Do espaço para o gelo

Bert, Ernie e Big Bird. Os nomes são de personagens do programa de televisão dos anos 1970 Vila Sésamo, mas são também o apelido dos três neutrinos mais energéticos e talvez os primeiros a virem de fora da nossa galáxia já detectados. A descoberta do último deles, milhares de vezes mais energético que qualquer partícula acelerada no Grande Colisor de Hádrons (LHC, na sigla em inglês), foi anunciada por pesquisadores do experimento IceCube esta semana no 33º Congresso Internacional de Raios Cósmicos (ICRC), no Rio de Janeiro.

Neutrinos são partículas de carga neutra e massa extremamente pequena que interagem pouco com a matéria. Por causa dessa baixa interação, eles podem carregar informações do seu local de origem. A cada segundo, trilhões de neutrinos passam pela Terra (e por nós!), a maioria deles vinda do Sol ou produzida no momento em que raios cósmicos atingem nossa atmosfera. 

Os neutrinos detectados têm energia muito maior que qualquer outro neutrino observado até hoje – acima de um petaelétron-volt –, o que indica que eles vieram de muito mais longe, provavelmente de fora da Via Láctea. 

Os cientistas acreditam que os neutrinos tenham vindo de eventos astronômicos altamente energéticos, como o núcleo ativo de uma galáxia

Para detectar as partículas, os pesquisadores se valeram do IceCube, o maior detector de neutrinos do mundo, que fica na Antártica. Ele chama atenção por ter sido construído dentro do gelo do solo. Em um espaço escuro de 1 km3 (10 vezes o volume do Pão de Açúcar), a dois mil metros de profundidade da superfície, cinco mil sensores detectam as partículas, que quando passam pelo gelo translúcido produzem luz.

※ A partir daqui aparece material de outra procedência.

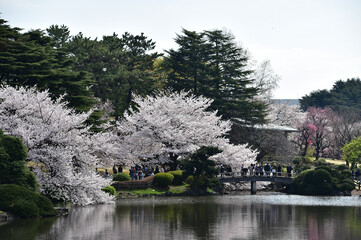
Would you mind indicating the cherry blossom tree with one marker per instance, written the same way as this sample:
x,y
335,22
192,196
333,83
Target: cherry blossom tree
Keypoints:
x,y
315,129
284,114
169,126
58,143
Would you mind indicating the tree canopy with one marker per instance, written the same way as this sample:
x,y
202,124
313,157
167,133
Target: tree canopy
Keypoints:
x,y
211,64
344,96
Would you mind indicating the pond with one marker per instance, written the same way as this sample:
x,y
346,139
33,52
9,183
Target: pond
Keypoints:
x,y
262,216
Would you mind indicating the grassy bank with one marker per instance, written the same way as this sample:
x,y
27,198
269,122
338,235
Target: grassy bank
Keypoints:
x,y
153,191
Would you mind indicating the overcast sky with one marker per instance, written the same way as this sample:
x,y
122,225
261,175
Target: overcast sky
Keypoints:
x,y
310,43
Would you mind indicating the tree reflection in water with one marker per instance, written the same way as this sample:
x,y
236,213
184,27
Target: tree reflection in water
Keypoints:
x,y
221,217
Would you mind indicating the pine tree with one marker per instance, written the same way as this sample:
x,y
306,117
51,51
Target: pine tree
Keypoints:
x,y
211,64
34,59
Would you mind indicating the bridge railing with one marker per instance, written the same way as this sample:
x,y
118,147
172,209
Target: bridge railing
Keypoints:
x,y
263,174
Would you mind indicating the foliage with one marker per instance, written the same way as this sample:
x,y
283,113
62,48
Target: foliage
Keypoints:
x,y
59,144
202,168
110,189
13,168
163,179
23,202
178,177
314,131
352,152
171,126
121,177
210,63
323,180
119,67
319,162
30,59
343,95
190,180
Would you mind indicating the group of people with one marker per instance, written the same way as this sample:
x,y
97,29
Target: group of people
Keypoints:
x,y
259,169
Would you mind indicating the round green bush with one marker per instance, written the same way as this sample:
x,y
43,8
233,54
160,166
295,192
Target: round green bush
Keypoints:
x,y
297,160
319,176
23,202
110,189
163,179
342,167
178,177
299,178
346,173
121,177
320,162
190,180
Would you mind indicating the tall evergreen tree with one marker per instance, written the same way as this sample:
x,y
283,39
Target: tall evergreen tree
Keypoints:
x,y
344,96
120,67
33,58
211,64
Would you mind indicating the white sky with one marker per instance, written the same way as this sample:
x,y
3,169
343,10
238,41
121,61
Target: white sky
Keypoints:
x,y
310,43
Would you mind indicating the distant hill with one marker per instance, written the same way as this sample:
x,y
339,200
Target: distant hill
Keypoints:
x,y
290,102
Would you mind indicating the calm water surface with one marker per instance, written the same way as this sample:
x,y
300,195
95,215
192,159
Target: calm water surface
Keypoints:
x,y
219,217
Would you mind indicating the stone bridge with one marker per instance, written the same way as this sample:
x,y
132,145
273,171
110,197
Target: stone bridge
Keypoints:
x,y
238,177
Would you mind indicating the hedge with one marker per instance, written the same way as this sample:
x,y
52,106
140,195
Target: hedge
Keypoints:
x,y
121,177
163,179
110,189
178,177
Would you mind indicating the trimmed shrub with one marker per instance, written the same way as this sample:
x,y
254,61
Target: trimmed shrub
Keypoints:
x,y
320,162
110,189
347,185
342,167
121,177
23,202
13,170
178,177
297,160
190,180
346,174
163,179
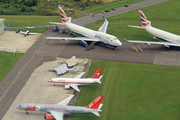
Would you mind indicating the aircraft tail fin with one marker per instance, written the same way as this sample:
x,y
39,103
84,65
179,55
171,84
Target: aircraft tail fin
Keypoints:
x,y
75,68
144,21
99,80
95,104
96,113
97,74
64,16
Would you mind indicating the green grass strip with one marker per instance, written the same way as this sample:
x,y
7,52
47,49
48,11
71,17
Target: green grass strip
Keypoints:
x,y
7,61
133,91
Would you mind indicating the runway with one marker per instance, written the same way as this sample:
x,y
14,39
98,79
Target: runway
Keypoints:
x,y
43,50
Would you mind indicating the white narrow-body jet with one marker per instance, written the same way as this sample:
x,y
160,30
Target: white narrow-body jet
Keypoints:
x,y
57,111
63,69
87,34
28,32
77,81
169,39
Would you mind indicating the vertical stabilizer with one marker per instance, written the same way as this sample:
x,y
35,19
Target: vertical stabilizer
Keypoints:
x,y
144,21
97,74
95,103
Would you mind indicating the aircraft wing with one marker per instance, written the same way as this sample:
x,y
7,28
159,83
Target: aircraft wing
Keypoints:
x,y
56,23
103,28
74,86
22,32
62,69
32,33
80,75
167,44
73,38
66,100
57,115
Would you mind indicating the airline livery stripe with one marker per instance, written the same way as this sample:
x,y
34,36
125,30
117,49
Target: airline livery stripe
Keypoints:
x,y
72,82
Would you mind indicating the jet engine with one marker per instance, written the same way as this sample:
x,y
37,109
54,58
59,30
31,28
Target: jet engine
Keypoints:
x,y
84,43
17,31
67,86
48,117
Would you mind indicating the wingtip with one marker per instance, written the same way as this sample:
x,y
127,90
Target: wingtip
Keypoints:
x,y
125,39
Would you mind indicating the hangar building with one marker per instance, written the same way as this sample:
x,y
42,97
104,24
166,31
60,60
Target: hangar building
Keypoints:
x,y
2,25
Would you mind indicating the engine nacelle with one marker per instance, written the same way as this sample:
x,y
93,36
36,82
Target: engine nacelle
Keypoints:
x,y
84,43
67,86
48,117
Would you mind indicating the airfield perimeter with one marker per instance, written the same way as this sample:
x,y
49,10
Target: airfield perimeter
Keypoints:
x,y
44,50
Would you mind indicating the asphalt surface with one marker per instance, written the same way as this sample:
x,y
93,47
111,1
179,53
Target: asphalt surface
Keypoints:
x,y
43,50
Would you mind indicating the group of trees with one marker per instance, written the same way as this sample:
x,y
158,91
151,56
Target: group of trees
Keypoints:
x,y
25,5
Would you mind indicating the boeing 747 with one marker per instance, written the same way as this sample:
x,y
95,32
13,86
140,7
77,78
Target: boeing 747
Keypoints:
x,y
87,34
169,39
57,111
77,81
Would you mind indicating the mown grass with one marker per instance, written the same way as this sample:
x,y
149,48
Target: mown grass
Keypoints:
x,y
100,8
133,91
164,16
31,20
7,61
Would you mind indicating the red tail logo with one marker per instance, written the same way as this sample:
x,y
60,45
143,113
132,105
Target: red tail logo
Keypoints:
x,y
95,103
97,74
30,108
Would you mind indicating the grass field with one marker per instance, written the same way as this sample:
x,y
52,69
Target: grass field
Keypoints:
x,y
133,91
166,17
30,20
7,61
100,8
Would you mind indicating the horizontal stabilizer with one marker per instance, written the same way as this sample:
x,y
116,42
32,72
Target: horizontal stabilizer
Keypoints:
x,y
96,113
136,26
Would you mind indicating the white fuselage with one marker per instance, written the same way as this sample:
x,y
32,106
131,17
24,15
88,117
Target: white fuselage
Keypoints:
x,y
26,33
102,37
163,35
65,81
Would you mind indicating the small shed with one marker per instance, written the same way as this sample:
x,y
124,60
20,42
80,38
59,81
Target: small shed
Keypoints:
x,y
2,25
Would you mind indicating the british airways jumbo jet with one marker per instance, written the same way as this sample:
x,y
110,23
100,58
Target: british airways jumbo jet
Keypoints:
x,y
169,39
88,34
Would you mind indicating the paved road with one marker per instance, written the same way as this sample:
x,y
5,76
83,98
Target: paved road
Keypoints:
x,y
43,50
88,19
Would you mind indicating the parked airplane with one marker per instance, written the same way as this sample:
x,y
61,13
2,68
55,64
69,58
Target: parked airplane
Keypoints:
x,y
74,61
57,111
88,34
169,38
75,82
63,69
28,32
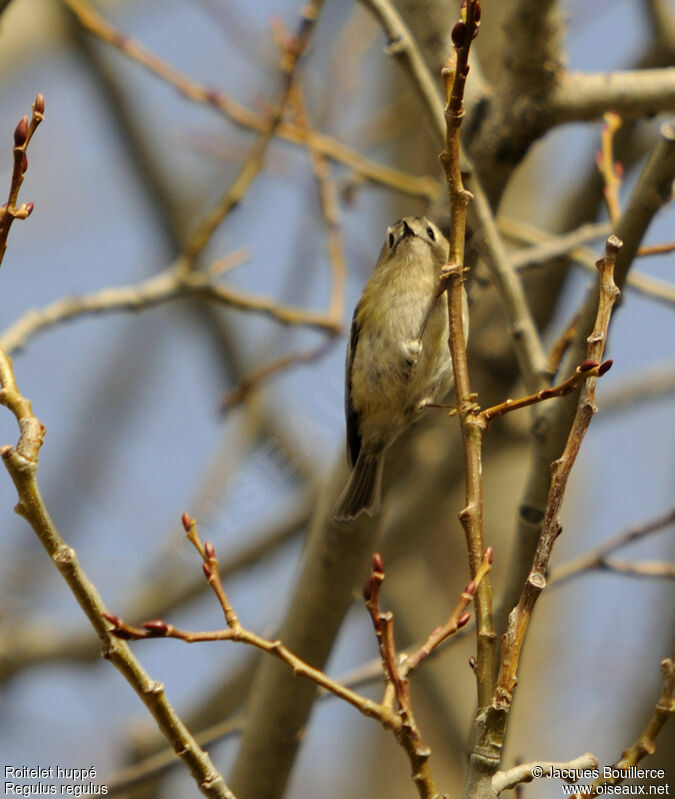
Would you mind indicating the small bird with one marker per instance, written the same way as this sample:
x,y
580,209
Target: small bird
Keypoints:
x,y
398,360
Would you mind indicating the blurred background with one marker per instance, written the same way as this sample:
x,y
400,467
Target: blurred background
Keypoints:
x,y
120,172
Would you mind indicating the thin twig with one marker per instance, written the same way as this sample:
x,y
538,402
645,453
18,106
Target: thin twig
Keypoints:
x,y
571,244
457,619
584,371
21,463
526,772
255,160
254,381
171,284
632,94
194,91
23,133
403,47
596,558
520,616
330,209
455,74
646,743
608,168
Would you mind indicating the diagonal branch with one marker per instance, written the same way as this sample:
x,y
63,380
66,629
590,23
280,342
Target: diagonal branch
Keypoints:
x,y
21,462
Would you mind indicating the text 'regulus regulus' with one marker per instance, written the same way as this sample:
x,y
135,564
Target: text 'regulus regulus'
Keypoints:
x,y
398,360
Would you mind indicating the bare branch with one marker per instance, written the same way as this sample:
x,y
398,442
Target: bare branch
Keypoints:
x,y
526,772
632,94
21,463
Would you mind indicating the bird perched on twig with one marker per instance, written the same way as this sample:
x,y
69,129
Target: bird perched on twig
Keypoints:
x,y
398,360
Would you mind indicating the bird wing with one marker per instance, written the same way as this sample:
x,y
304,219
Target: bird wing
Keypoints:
x,y
353,436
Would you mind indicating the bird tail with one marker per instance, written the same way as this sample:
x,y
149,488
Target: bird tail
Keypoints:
x,y
363,491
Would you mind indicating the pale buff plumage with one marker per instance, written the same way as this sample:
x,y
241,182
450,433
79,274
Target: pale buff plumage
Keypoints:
x,y
391,374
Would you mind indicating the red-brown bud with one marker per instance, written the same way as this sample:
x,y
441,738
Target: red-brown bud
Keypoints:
x,y
155,626
209,550
21,132
458,33
586,366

Os cientistas ainda não conseguiram identificar o ponto de origem dos neutrinos, mas acreditam que eles tenham vindo de eventos astronômicos altamente energéticos capazes de acelerá-los. A atual aposta é que sejam do núcleo de uma galáxia.

“Existem galáxias de núcleo ativo, que giram de modo semelhante a nossa Via Láctea e têm um buraco negro supermassivo no centro; esse buraco negro absorve algumas partículas e expele outras em um jato”, explica o líder da pesquisa, o astrofísico Spencer Klein. “A teoria mais provável é que os nossos neutrinos tenham vindo de um jato desses.”

Esquema IceCube
O maior detector de neutrinos do mundo funciona a 2 km abaixo da superfície do gelo do polo Sul. Clique na imagem para mais detalhes. (imagem: IceCube)

Até agora, os pesquisadores já detectaram 28 neutrinos superenergéticos que podem ter vindo de fora da Via Láctea. Assim que os pesquisadores determinarem a origem das partículas, poderão usá-las para entender melhor os eventos que as geraram. 

“Os neutrinos que vêm do Sol, por exemplo, são o único modo que temos hoje de estudar o centro desse astro”, explica Klein. “Do mesmo modo, os neutrinos cósmicos que estamos detectando são nossa melhor chance de saber o que há dentro desses grandes eventos capazes de acelerar raios cósmicos. Com os neutrinos, podemos entender os lugares mais energéticos do universo.”

Na saga da matéria escura

Os neutrinos detectados pelo IceCube também podem ajudar no esclarecimento de um dos maiores mistérios da astrofísica: a natureza da matéria escura. Acredita-se que ela constitui 25% do universo, mas nunca foi observada diretamente. Sua existência é inferida pela ação da sua gravidade sobre a matéria comum.

A detecção de neutrinos superenergéticos poderia ser uma detecção indireta da matéria escura

Os físicos hipotetizam que a matéria escura se acumula em certas regiões do universo, como o centro de galáxias e o Sol. Se isso ocorrer, a colisão de partículas de matéria escura entre si produziria neutrinos. Assim, a detecção de neutrinos superenergéticos poderia ser uma detecção indireta da matéria escura. 

Ainda é cedo para saber se algum dos neutrinos já detectados pelo IceCube teria origem na matéria escura. Mas Klein não descarta a possibilidade. “Se a matéria escura for pega pela gravitação do Sol, detectaremos os neutrinos produzidos. Estamos sempre atentos a tudo o que detectamos, pois neutrinos vindos do Sol, da Terra, da nossa galáxia ou de qualquer outro lugar podem ser um sinal de matéria escura.”